Generally, the “burning” issue of the serial (aka “Oxford”) comma is more smoke than fire, just barely pushing out split infinitives as the battle ground for grammar nerds. Bloggers dig it up now and then because a misplaced comma can lead to some amusing mental images, but, except for when the AP Style Guide—the only guide in the US that does not require the serial comma—releases a new edition, it does not rise to press-worthy.
That is until last week. On the morning of March 16th editors everywhere gasped in amazement at how much attention their work suddenly received—and all for the want of one little comma.
Truck drivers for a large Maine dairy won a class-action lawsuit for overtime because of a failure to edit with care.
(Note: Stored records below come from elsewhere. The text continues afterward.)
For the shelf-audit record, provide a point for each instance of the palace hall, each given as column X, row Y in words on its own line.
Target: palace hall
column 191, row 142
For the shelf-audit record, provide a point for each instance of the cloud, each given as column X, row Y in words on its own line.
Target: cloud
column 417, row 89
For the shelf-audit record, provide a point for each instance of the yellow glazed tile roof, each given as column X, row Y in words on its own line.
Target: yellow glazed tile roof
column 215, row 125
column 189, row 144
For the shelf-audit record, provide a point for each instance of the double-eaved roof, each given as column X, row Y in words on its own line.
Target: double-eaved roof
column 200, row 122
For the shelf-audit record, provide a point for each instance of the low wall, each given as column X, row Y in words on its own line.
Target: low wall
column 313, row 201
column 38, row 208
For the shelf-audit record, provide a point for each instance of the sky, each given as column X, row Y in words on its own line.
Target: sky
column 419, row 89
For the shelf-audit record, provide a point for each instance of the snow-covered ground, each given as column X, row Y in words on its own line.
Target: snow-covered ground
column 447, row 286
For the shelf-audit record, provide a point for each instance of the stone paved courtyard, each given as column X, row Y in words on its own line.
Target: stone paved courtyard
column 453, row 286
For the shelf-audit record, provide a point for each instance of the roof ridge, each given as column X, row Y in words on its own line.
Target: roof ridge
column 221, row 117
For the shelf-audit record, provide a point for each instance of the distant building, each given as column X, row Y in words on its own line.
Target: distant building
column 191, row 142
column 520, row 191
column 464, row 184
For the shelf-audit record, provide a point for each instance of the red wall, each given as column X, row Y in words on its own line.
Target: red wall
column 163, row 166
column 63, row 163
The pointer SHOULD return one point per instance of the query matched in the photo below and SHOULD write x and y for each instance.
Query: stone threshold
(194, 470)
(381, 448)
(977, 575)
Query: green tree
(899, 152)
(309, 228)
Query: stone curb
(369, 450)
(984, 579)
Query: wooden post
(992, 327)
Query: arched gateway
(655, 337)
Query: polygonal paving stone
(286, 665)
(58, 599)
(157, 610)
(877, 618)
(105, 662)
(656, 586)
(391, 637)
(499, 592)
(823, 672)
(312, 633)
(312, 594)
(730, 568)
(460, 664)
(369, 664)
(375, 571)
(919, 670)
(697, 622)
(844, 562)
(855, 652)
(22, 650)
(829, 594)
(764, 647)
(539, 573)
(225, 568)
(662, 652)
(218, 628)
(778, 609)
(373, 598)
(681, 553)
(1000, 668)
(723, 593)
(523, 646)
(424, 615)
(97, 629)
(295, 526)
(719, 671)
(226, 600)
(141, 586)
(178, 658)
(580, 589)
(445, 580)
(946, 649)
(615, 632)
Maine has a law that states overtime rules do not apply to:
The canning, processing, preserving, freezing, drying, marketing, storing, packing for shipment or distribution of:
(1) Agricultural produce;
(2) Meat and fish products; and
(3) Perishable foods.
For four years the dairy had not paid drivers overtime on the basis that the law included them under the last item on the list. The dairy argued that the list of food-processing jobs exempt from overtime law specified “distribution” and obviously included the drivers. The drivers’ attorneys countered, arguing that their clients were nowhere on the list. The last item on the list, they pointed out, was “packing for shipment or distribution.” Drivers do not pack for shipment or distribution, they actually distribute and deliver milk, and, as the legislature had not included them in the law, the dairy owed them $10,000,000 in overtime pay. A federal appeals court agreed.
While it is obvious in the context of the sentence that the law intends drivers to be exempt, it is not clear in the construction of the sentence that this is the case. One last comma between or and distribution could have saved the dairy an impressive pile of cash. I would modestly suggest that an editor would have been much cheaper!